In the opening chapter he guns down the “false options”, with the kind of neat expressive ability that Americans have in spades. Nuclear, corn-based ethanol and ‘clean’ coal get the treatment they deserve. He exposes the motivations behind these desperate manoeuvres by the conventional energy industry to convince us to make the same mistakes all over again. Importantly, when setting out what he considers to be the real solutions, and the green jobs they can create, he shows that their varied nature gives us the opportunity to fold into this programme our deeper values of inclusion, diversity and equal opportunity.
Jones defines a ‘green collar job’ as “a family-supporting, career-track job that directly contributes to preserving or enhancing environmental quality”. It is clear that a green job is one which seeks inclusion, pays a decent wage and allows for advancement. This focus is partly due to the desire to make the entry points as wide and accessible as possible, opening the green economy to everyone from the young, the long-term unemployed and ex-offenders to top engineers and scientists. The benefit is to run a green thread throughout society, creating more economic stakeholders in the overall greening of the economy.
Jones is, among other things, founder and president of Green For All, an NGO dedicated to advancing the green collar jobs agenda. What is refreshing about his work is that it does not stop with lecture tours. He works with many groups to promote this strategy, and although his book was written before the US elections, it is clear that Obama will be making his work easier. Obama’s platform included the central issue of greening the economy – following Jones’ logic and prescriptions.

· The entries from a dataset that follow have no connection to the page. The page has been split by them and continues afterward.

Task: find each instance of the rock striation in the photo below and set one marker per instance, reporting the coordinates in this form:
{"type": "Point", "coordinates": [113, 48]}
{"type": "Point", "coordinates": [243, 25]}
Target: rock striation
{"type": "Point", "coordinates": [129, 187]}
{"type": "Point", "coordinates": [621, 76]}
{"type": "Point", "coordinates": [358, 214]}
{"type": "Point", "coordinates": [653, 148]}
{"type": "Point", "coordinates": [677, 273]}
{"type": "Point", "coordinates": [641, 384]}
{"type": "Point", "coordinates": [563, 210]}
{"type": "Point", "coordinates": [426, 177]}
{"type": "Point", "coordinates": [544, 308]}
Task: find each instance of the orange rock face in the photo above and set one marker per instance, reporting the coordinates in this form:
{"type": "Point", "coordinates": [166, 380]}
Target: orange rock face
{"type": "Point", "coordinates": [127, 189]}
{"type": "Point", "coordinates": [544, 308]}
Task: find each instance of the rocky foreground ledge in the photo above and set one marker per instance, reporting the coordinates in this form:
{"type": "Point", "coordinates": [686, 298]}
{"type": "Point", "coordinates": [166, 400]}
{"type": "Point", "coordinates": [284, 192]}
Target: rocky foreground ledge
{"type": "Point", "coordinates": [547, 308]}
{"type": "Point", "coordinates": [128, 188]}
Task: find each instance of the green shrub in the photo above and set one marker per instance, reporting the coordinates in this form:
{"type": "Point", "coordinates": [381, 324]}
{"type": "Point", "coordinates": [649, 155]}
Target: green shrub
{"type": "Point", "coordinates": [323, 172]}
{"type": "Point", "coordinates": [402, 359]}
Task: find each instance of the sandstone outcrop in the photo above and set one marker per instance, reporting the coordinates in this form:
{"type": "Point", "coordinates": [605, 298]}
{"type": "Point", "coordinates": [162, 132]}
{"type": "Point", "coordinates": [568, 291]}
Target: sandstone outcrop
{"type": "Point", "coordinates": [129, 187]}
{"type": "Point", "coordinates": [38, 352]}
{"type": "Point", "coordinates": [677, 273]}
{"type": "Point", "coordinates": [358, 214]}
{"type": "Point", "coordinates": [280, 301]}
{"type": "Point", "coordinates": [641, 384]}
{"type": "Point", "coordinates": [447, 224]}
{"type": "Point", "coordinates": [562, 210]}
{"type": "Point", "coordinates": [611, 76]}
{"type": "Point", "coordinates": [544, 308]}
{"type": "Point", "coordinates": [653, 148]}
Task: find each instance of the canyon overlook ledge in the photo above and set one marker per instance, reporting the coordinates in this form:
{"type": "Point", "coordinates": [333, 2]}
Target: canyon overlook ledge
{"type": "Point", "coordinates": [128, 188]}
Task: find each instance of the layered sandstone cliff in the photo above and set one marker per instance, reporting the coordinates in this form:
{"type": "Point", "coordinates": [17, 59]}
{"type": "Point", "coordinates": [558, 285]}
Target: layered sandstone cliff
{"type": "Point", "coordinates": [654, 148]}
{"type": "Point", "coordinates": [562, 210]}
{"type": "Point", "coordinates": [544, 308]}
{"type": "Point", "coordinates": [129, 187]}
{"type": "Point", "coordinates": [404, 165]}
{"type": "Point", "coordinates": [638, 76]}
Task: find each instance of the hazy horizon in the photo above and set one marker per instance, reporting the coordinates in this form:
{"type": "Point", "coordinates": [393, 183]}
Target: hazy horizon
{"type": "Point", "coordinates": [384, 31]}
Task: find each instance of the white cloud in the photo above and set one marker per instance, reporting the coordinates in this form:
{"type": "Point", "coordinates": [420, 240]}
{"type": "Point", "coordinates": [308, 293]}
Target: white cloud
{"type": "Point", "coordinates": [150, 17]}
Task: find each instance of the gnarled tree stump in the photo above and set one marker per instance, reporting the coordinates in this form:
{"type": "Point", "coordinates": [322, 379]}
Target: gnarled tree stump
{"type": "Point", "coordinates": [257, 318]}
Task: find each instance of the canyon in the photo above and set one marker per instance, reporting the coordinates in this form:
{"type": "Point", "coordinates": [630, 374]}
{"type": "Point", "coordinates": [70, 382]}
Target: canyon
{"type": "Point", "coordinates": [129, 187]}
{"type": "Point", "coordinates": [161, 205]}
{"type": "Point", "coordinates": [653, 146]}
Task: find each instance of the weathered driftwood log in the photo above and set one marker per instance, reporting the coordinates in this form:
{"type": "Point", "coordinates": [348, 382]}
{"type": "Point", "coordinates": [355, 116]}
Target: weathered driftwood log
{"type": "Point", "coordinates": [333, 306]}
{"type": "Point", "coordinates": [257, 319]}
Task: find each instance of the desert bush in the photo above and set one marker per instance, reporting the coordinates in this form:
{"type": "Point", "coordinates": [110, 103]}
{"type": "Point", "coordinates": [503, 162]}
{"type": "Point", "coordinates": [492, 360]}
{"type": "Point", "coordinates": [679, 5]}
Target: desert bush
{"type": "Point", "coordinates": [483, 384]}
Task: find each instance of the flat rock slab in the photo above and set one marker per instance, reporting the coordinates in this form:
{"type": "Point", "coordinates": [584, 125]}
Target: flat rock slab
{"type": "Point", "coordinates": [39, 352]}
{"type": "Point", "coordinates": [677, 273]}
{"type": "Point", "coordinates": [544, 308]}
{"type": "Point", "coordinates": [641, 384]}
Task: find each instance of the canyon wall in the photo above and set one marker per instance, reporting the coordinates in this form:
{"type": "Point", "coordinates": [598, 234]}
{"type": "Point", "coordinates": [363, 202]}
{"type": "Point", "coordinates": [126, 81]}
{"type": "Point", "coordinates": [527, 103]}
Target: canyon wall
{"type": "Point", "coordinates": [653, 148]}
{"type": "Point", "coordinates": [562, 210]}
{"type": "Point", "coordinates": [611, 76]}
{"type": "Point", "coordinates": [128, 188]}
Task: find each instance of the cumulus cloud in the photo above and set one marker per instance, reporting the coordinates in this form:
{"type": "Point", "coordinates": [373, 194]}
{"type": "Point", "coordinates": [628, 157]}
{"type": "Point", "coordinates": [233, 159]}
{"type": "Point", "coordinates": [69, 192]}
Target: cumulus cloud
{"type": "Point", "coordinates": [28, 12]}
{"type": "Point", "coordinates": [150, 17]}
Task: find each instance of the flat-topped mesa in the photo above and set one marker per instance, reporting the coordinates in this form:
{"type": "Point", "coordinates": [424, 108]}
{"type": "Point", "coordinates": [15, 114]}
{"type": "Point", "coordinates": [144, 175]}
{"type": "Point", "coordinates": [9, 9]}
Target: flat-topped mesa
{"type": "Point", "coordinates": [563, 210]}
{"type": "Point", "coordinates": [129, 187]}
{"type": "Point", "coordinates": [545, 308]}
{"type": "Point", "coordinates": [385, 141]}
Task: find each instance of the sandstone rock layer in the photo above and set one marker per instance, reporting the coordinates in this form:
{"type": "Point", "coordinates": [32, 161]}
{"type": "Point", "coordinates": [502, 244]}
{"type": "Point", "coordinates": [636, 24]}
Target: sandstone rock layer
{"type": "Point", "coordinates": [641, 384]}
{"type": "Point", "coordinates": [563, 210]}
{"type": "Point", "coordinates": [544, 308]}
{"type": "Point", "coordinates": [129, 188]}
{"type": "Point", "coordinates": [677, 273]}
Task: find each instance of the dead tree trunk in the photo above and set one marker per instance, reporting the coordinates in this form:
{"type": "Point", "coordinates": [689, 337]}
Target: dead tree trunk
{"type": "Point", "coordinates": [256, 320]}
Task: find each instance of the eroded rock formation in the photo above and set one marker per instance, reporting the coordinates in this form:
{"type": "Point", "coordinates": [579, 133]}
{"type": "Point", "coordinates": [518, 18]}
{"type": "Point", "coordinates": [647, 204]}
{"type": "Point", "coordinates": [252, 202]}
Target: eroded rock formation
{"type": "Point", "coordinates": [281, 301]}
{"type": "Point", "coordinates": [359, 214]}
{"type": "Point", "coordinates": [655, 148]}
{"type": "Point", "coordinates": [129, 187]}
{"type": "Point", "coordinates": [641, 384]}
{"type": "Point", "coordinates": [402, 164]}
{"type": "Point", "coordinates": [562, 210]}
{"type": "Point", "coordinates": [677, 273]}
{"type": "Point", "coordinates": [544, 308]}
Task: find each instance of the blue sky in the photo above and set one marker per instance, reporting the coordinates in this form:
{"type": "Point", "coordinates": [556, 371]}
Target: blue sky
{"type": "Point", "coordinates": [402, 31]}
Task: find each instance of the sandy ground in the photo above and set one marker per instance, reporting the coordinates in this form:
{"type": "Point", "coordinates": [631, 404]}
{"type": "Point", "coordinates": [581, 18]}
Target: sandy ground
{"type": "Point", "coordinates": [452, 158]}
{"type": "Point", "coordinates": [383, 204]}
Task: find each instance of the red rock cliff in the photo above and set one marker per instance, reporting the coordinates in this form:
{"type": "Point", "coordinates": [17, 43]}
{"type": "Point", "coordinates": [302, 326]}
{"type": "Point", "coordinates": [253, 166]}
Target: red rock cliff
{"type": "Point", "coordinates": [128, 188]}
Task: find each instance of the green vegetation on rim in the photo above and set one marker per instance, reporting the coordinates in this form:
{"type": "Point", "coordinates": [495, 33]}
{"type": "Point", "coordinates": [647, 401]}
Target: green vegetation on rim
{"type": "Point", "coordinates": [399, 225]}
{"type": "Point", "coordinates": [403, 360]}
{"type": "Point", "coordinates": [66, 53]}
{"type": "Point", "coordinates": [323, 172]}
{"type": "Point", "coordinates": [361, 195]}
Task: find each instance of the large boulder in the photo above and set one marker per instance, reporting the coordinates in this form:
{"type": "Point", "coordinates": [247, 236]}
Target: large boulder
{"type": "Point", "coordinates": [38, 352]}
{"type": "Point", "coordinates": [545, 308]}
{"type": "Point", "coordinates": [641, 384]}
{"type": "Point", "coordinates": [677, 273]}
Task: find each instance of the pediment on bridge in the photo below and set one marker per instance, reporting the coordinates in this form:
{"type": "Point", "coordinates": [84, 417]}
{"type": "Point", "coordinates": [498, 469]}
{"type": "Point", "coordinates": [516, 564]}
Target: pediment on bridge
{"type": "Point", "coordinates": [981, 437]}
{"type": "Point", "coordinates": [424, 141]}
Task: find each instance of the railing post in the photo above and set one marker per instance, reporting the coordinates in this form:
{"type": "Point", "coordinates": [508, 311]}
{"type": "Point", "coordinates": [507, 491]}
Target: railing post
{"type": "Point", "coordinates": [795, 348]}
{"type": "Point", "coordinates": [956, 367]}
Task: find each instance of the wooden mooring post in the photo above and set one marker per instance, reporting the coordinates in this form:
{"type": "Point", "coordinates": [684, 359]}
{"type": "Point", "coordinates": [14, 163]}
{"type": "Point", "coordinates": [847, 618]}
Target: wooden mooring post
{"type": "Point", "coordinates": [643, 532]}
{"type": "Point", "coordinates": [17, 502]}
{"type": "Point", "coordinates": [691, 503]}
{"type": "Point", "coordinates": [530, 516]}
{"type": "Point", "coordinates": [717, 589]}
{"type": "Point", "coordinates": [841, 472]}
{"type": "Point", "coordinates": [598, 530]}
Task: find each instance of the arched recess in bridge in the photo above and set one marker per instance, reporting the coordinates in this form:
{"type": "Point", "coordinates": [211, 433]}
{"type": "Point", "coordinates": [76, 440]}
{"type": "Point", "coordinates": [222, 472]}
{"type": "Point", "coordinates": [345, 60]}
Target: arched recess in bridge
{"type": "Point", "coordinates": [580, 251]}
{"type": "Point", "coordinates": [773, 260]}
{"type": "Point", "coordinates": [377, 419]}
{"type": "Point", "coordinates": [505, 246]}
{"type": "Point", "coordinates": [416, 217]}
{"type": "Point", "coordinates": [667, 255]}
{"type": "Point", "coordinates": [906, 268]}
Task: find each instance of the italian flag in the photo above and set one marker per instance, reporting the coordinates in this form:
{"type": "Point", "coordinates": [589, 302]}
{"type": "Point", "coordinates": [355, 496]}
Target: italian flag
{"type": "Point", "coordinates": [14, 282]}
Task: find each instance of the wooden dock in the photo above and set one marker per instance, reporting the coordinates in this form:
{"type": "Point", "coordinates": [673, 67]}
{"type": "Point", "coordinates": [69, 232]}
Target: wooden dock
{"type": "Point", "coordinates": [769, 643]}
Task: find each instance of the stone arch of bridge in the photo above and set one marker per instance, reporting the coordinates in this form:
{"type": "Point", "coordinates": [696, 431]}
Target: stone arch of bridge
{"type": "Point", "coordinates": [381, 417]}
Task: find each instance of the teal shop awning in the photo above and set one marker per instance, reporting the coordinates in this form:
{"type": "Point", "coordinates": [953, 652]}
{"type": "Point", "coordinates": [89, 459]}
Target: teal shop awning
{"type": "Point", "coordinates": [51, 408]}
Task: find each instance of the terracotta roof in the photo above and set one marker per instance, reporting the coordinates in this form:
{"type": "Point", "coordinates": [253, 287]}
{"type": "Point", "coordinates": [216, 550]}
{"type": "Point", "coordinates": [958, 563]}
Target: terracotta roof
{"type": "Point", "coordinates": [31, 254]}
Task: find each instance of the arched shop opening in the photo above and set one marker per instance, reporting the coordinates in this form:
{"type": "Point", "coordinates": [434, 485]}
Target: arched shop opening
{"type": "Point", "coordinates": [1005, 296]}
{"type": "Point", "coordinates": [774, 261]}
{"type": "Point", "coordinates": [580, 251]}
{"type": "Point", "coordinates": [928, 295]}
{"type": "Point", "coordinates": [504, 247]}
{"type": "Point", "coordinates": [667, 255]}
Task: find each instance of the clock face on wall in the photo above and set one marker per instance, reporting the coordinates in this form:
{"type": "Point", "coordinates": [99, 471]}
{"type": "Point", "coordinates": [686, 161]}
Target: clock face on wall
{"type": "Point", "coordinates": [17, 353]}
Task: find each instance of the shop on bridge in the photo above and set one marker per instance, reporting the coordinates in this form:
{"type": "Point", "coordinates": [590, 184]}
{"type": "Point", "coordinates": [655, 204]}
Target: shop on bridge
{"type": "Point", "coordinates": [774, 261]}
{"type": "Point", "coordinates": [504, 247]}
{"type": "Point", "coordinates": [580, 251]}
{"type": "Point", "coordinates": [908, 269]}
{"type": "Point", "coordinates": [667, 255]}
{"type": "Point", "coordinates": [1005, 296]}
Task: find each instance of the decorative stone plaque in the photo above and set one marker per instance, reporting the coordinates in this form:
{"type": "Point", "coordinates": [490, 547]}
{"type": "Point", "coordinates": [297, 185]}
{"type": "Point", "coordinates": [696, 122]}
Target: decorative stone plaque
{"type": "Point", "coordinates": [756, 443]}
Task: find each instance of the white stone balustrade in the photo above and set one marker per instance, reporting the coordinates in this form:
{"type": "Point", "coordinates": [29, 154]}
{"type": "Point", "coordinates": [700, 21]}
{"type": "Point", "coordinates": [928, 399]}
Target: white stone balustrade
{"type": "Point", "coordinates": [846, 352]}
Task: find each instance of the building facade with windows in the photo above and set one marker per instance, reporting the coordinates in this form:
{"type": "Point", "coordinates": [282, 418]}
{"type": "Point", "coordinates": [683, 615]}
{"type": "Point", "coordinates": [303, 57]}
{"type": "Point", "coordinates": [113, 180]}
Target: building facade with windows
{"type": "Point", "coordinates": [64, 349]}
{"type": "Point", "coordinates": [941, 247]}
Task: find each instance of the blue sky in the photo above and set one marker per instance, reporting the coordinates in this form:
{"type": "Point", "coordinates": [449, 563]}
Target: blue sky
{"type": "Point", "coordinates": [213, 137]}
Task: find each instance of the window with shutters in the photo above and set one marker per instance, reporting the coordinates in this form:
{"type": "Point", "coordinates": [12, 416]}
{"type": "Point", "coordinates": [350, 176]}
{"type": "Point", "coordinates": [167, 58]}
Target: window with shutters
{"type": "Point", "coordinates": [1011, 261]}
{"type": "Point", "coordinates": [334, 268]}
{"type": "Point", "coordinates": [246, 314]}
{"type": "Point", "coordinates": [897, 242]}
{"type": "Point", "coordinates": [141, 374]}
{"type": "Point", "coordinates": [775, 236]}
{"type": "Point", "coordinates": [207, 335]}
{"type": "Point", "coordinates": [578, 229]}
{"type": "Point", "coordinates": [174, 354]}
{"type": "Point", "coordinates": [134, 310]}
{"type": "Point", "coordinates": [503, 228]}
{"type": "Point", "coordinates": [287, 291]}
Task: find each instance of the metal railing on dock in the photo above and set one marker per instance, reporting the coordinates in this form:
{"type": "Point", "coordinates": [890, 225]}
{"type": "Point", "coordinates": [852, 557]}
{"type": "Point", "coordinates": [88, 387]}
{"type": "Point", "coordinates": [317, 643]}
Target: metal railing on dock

Race is an interesting element of the book. Jones rightly points out that the environmental movement has long been white, middle-class territory. His description of the aftermath of hurricane Katrina is chilling for its racial dimension, as is his retelling of the outcomes of exclusionary policy-making – even the victories had serious downsides for non-white, non-wealthy people and neighbourhoods. The environmental justice movement is most associated with bringing racial issues to light, but is still largely divided from the mainstream environmentalist movement.
Jones lays this out as he takes us through the three waves of environmentalism: conservation, regulation and investment. He suggests that the first two did not get us where we need to go, and that by letting the markets loose on green products and services – while keeping conservation and regulation in sight – we can use the third wave to make it in the interests of far more people to redirect money flows towards eco-friendly economic activity. In addition, he sees this wave as the one where we get truly inclusive decision-making processes, which balance the needs and wants of all stakeholders, not just those with traditional access to the table.
Jones now has every chance to see his vision mark itself deeply on not just the American stage, but the global one. Nations are seeing that our multitude of common but differentiated woes, brought about by unsustainable thinking and doing, can all be addressed by the same approach. Jones believes we have every chance of turning things around, and applying these humbling lessons to our future choices.
Miguel Mendonça is research manager for the World Future Council and author of Feed-in Tariffs.